GREENFIELD — As the Council on Aging makes its move over to its new home on Pleasant Street, city officials were on hand to see the new John Zon Community Center.

Several city officials toured the new community/senior center Friday evening, some of which were seeing the inside of what will be the city’s new senior center for the first time. The new senior/community center is expected to open to the public officially March 7, but city officials and residents have been invited to tour the Pleasant Street location this weekend.

“I think it’s the best thing that’s happened to the community in the 69 years I’ve been alive,” Precinct 1 City Councilor Verne Sund said during the open house for city officials Friday.

The new community/senior center, located at 35 Pleasant St., is located near the site of the former Davis Street School, which previously housed the Greenfield School superintendent and required demolition for the community/senior center to move forward.

The building is 9,812 square feet, according to project manager Daniel Pallotta, and features community office space and four program rooms that will allow for a number of activities, including classes, exercise, games, internet-enabled computer access and movies.
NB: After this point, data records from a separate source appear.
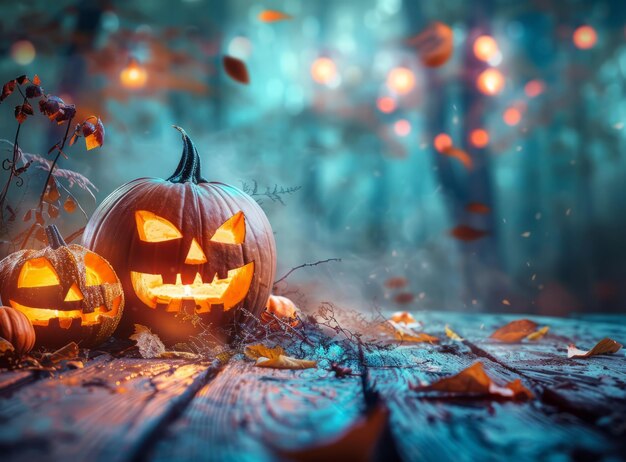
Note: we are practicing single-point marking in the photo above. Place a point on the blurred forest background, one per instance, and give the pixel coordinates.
(439, 186)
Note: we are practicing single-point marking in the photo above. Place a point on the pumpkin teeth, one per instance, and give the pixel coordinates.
(227, 291)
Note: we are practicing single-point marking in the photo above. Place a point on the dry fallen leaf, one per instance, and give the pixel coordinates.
(452, 335)
(475, 381)
(538, 334)
(276, 358)
(514, 331)
(149, 344)
(603, 347)
(359, 443)
(272, 16)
The building has several energy-efficient features, Pallotta noted, such as LED lighting, large open windows and an energy recovery system that can recycle heating and air conditioning.

Pallotta said that the building also has several aspects that can assist those with disabilities. Such features include acoustic ceiling clouds that reduce reverberation and automatic doors.

According to Hope Macary, director for the Council on Aging, she believes that the new community/senior center could increase the amount of seniors enrolled at the center by 50 percent from its previous location.

The project was not without issues, though. According to Jean Wall, chairwoman for the city’s building committee for the center, the Davis Street School became an issue, as its demolition had be absorbed into the project’s budget in order to continue “because without it gone, it wasn’t going to happen.”

The demolition happened, though, and the project is still expected to remain under budget, Wall noted.

There was also a concern over the name of the center, specifically it being named a community center instead of a senior center, according to At-Large City Councilor Penny Ricketts.

“Some seniors were upset over the name,” Ricketts said. “But it wouldn’t pass City Council if not called a community center.”

The name change stuck though, and city council approved it.

And according to Macary, the name reflects what the center will provide for the community and for seniors.

According to Mayor William Martin, the project has been ongoing since 2014 and has been in discussion for at least the last 20 years.

However, Martin said previously that it was both ahead of schedule and was expected to be under budget when it is officially completed. City Council appropriated $4.2 million for the project in April 2016.

According to Martin, the project became a definitive one for the city to see completed, especially considering how its namesake petitioned for its creation over the last two-plus decades.

Zon, who died in 2012 at the age of 89, was civically engaged for many years, Macary said, including activities on several different city commissions and boards, as well as regular visits to city hall.

She also called him a good will ambassador who many residents could recognize as he went for his daily walks about the city, as well as his 43 years of employment at Greenfield Tap and Die.

“Everyone from old town Greenfield knew him and loved him,” she said.

However, Macary remarked most on Zon’s passion for baseball.

He gave baseball-style nicknames to everyone and umpired little league baseball games in the city. He was also a Boston Red Sox fan and was “over the moon” when they won the World Series in 2013, she said.

Residents are invited to tour the facility today, from 11 a.m. to 3 p.m., before Council on Aging programming starts at the facility March 7.